Une convergence inédite sur l’Ukraine
La guerre en Ukraine a occupé une place centrale dans les discussions. Emmanuel Macron a souligné le renforcement du soutien collectif à Kiev et s’est félicité d’un rapprochement des positions au sein du G7. Selon lui, Donald Trump a notamment « insisté » sur la mobilisation de l’industrie de défense américaine pour soutenir l’effort ukrainien.
« Nous nous sommes engagés à accroître les pressions, y compris par un renforcement de nos sanctions et cette remobilisation du G7 (…) est extrêmement importante », a affirmé le président français.
Emmanuel Macron a même évoqué une évolution majeure des discussions entre alliés : « la première fois que nous avons une convergence » sur plusieurs aspects du dossier ukrainien. Le chef de l’État a estimé que les échanges, qu’il a qualifiés d’« extrêmement francs », d’« extrêmement utiles et fructueux », ont permis de « resynchroniser notre lecture de la situation ».
Le « moment Évian » de Volodymyr Zelensky
Présent au sommet, le président ukrainien Volodymyr Zelensky a participé aux discussions avec les dirigeants du G7. Emmanuel Macron s’est déclaré « très heureux » de ces échanges, soulignant que le dirigeant ukrainien avait été écouté « avec beaucoup de respect » par l’ensemble des participants.
« Ce que je peux vous dire c’est qu’il y a eu un pendant, il y a eu un moment Évian à coup sûr, sur l’Ukraine », a-t-il déclaré.
Concernant les éventuelles négociations territoriales avec Moscou, le président français a rappelé que « la question des territoires, ce sont les Ukrainiens qui la discutent ». Il a également salué la volonté affichée par Washington de travailler « aux côtés des Européens » sur ce dossier.

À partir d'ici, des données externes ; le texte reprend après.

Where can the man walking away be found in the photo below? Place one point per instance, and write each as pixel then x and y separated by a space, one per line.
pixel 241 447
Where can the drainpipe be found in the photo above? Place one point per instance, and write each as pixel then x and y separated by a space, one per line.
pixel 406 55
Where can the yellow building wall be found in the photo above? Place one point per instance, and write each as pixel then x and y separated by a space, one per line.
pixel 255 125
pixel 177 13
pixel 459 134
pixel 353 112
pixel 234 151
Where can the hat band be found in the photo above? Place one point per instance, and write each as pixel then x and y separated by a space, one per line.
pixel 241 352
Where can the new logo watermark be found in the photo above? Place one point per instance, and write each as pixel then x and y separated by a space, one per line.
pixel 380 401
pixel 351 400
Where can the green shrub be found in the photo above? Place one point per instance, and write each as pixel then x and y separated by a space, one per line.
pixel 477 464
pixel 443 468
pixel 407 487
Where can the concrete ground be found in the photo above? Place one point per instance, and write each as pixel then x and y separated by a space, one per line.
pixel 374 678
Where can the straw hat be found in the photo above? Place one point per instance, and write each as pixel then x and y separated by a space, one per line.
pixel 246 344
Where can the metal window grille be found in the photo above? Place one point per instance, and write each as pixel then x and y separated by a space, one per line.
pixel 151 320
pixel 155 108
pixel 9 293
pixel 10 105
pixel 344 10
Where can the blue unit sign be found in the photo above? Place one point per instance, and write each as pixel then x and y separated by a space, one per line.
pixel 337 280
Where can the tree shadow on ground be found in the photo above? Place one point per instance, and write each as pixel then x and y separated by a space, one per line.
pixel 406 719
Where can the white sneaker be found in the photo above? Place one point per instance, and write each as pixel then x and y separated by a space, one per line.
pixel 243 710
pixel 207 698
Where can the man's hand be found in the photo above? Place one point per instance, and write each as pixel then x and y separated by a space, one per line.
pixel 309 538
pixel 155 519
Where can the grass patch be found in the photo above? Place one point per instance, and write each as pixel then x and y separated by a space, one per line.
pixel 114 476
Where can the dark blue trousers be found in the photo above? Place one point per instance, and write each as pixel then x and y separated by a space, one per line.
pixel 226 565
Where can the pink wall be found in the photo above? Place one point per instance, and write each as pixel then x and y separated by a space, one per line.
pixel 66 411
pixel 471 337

Moyen-Orient : soutien à l’accord irano-américain et appel à la désescalade
Autre sujet majeur du sommet, le Moyen-Orient a fait l’objet de nombreuses discussions entre les dirigeants occidentaux et plusieurs chefs d’État invités de la région du Golfe. Emmanuel Macron a confirmé que les participants avaient « unanimement salué » l’accord conclu entre les États-Unis et l’Iran visant à mettre fin aux tensions régionales.
Le président français a également insisté sur la situation au Liban, rappelant « l’importance du Liban » et la « nécessité de défendre l’intégrité territoriale » du pays.
« Nous avons appelé à mettre un terme aux violences en Cisjordanie », a-t-il ajouté.
Le chef de l’État a par ailleurs plaidé pour l’arrêt des opérations militaires israéliennes dans le sud du Liban afin que « les forces armées libanaises puissent reprendre le contrôle de leur propre territoire ».
Intelligence artificielle : appel à une régulation renforcée
Au-delà des crises géopolitiques, le président français a également alerté sur les enjeux liés à l’intelligence artificielle. Estimant que les modèles les plus avancés représentent à la fois une opportunité et un risque stratégique, Emmanuel Macron a plaidé pour une coopération accrue entre démocraties.
« On doit réussir à mieux les réguler pour éviter qu’ils ne tombent dans les mains de régimes autoritaires ou de gens qui pourraient menacer notre cybersécurité ou nos sociétés », a-t-il déclaré.
Le chef de l’État a également mis en garde contre le risque d’une fragmentation des approches occidentales en matière d’IA, affirmant que « la réponse ne peut pas être de la non-coopération entre démocraties ».
Au terme de trois jours de discussions, Emmanuel Macron considère que le sommet d’Évian a permis de renforcer la cohésion du G7 sur plusieurs dossiers stratégiques, notamment l’Ukraine, le Moyen-Orient et les nouvelles technologies.